Allen had a long-term partner, Morgan Hitchcock, 35, a designer, with whom he lived, and they were also polyamorous.
Tiffany says: “Just months after becoming a couple with Allen, Joe proposed to me during a surprise comedy PowerPoint skit.
“I was so happy. But after our engagement news broke, some older family members became confused.
“They asked us if we were no longer polyamorous. I told them we still were and nothing changed.
“After that, as I started planning our big day, I continued to juggle my other relationships. I still made them a priority too.
“Andy and I haven’t gone a day without talking. And after Joe and I moved in together, Andy and Joe met on Facetime.
“They loved each other and became friends.
“Soon Joe started going out for dinner and drinks once a month with my other partner Allen. They called it their ‘bro dates’
“Then I also became good friends with Allen’s partner, Morgan. And Joe also saw his own partners.
“It was absolutely beautiful, and our partners couldn’t be happier that we were getting married.
“As the wedding got closer, my other sexual partners had fallen out over time.”
With so much going on, Tiffany and Joe started sharing their Google calendars with their various partners to let others know if they were available.
In October last year, Tiffany and Joseph’s big day arrived and they got married in the presence of family and friends.
Tiffany says, “Because it was a special occasion, Joe and I agreed not to sleep with anyone else that night because it was our wedding night.
“I walked down the aisle to Joe and felt like the happiest woman.
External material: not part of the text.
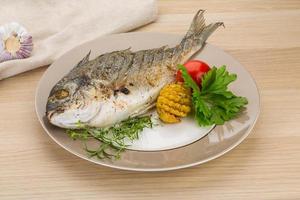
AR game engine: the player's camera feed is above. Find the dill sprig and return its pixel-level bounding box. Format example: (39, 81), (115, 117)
(66, 116), (153, 159)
“Because Andy was far away, unfortunately he couldn’t come. But Allen and Morgan came by, congratulated us and joined in the celebration.
“I made sure to keep the PDA low with Allen because I didn’t want to shock our older relatives.
“After the reception, Allen and Morgan went back to mine and Joe’s house for more drinks. We had a great time.
‘Now Joe and I have settled into married life, and we couldn’t be happier. Allen and Andy are also doing great.
“Joe and I now have a podcast, Melan8ted Podcast, where we discuss all things married, poly life.
“I hope our love story is proof of how amazing polyamory really is.”